Hi, James,
Thank you for this great idea.
I experimented with different builds for chef 0.10:
ruby version [ie, 1.8.7-334]
ruby install type [package]
ruby source [own, based on rbel]
CentOS version [5.5]
CentOS source [iso]
Is prelink enabled? [1]
What resource bombed? Our own resource for zabbix managing
Does the error ever occur on the first run? No
When does the first error tend to occur? It isn't predictable, chef
can work two hours or two days
After the error occurs, do future runs work? Yes, with segfault after some time
Chef segfault message:
/usr/lib/ruby/gems/1.8/gems/chef-0.10.2/bin/../lib/chef/shell_out/unix.rb:212:
[BUG] Segmentation fault
ruby 1.8.7 (2011-02-18 patchlevel 334) [x86_64-linux]
ruby version [1.8.7-334]
ruby install type [package]
ruby source [own, based on rbel]
CentOS version [5.5]
CentOS source [iso]
Is prelink enabled? [1]
What resource bombed? Our own resource for sysctl managing
Does the error ever occur on the first run? No
When does the first error tend to occur? It isn't predictable, chef
can work two hours or two days
After the error occurs, do future runs work? Yes, with segfault after some time
Chef segfault message:
/usr/lib/ruby/gems/1.8/gems/chef-0.10.2/bin/../lib/chef/shell_out/unix.rb:22:
[BUG] Segmentation fault
ruby 1.8.7 (2011-02-18 patchlevel 334) [x86_64-linux]

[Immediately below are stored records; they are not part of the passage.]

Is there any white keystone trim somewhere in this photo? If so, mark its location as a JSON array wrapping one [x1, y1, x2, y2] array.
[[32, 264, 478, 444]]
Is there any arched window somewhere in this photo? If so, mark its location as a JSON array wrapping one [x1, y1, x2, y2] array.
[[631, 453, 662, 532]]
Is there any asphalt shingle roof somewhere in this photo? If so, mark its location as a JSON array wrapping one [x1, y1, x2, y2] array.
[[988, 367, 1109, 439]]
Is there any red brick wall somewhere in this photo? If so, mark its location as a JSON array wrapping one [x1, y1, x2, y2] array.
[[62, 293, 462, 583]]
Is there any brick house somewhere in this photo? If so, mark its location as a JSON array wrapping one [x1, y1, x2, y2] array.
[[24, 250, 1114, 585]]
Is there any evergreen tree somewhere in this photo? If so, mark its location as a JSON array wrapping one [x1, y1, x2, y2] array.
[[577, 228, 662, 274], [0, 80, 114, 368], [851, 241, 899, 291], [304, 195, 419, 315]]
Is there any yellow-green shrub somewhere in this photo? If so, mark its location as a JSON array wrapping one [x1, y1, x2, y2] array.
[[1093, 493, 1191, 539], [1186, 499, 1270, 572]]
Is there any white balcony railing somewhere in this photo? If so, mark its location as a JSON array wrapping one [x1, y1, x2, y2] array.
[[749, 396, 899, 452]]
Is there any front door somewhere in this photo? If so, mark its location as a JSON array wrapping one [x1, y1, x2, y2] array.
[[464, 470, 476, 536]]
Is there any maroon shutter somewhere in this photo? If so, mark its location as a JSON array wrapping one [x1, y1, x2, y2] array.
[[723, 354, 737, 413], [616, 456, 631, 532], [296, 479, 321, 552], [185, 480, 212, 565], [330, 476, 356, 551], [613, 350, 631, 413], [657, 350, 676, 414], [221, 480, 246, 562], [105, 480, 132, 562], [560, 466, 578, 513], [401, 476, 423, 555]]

ruby version [ree-1.8.7-2011.03]
ruby install type [package]
ruby source [own, with standart install script, installed to /opt]
CentOS version [5.5]
CentOS source [iso]
Is prelink enabled? [1]
Everything works fine. It was tested about a week.
ruby version [ree-1.8.7-2011.03]
ruby install type [package]
ruby source [own, based on rbel specs, replace system ruby]
CentOS version [5.5]
CentOS source [iso]
Is prelink enabled? [1]
What resource bombed? resource yum
Does the error ever occur on the first run? Yes
When does the first error tend to occur?
After the error occurs, do future runs work? Yes
Chef segfault message:
/usr/lib/ruby/gems/1.8/gems/chef-0.10.0/bin/../lib/chef/provider/package/yum.rb:555:
[BUG] Segmentation fault
ruby 1.8.7 (2011-02-18 patchlevel 334) [x86_64-linux], MBARI 0x6770,
Ruby Enterprise Edition 2011.03
ruby version [1.8.7-352]
ruby install type [package]
ruby source [own, based on rbel]
CentOS version [5.5]
CentOS source [iso]
Is prelink enabled? [1]
What resource bombed? service resource
Does the error ever occur on the first run? No
When does the first error tend to occur? It isn't predictable, chef
can work two hours or two days
After the error occurs, do future runs work? Yes, with segfault after some time
Chef segfault message:
/usr/lib/ruby/gems/1.8/gems/chef-0.10.0/bin/../lib/chef/mixin/command/unix.rb:190:
[BUG] Segmentation fault
ruby 1.8.7 (2011-06-30 patchlevel 352) [x86_64-linux]
ruby version [1.8.7-352]
ruby install type [package]
ruby source [aegisco]
CentOS version [5.5]
CentOS source [iso]
Is prelink enabled? [1]
What resource bombed? On start phase - Sending HTTP Request via GET to
api.opscode.com:443/organizations/****/search/node
Does the error ever occur on the first run? No
When does the first error tend to occur? It isn't predictable, chef
can work two hours or two days
After the error occurs, do future runs work? Yes, with segfault after some time
Chef segfault message:
/usr/lib/ruby/1.8/net/protocol.rb:135: [BUG] Segmentation fault
ruby 1.8.7 (2011-06-30 patchlevel 352) [x86_64-linux]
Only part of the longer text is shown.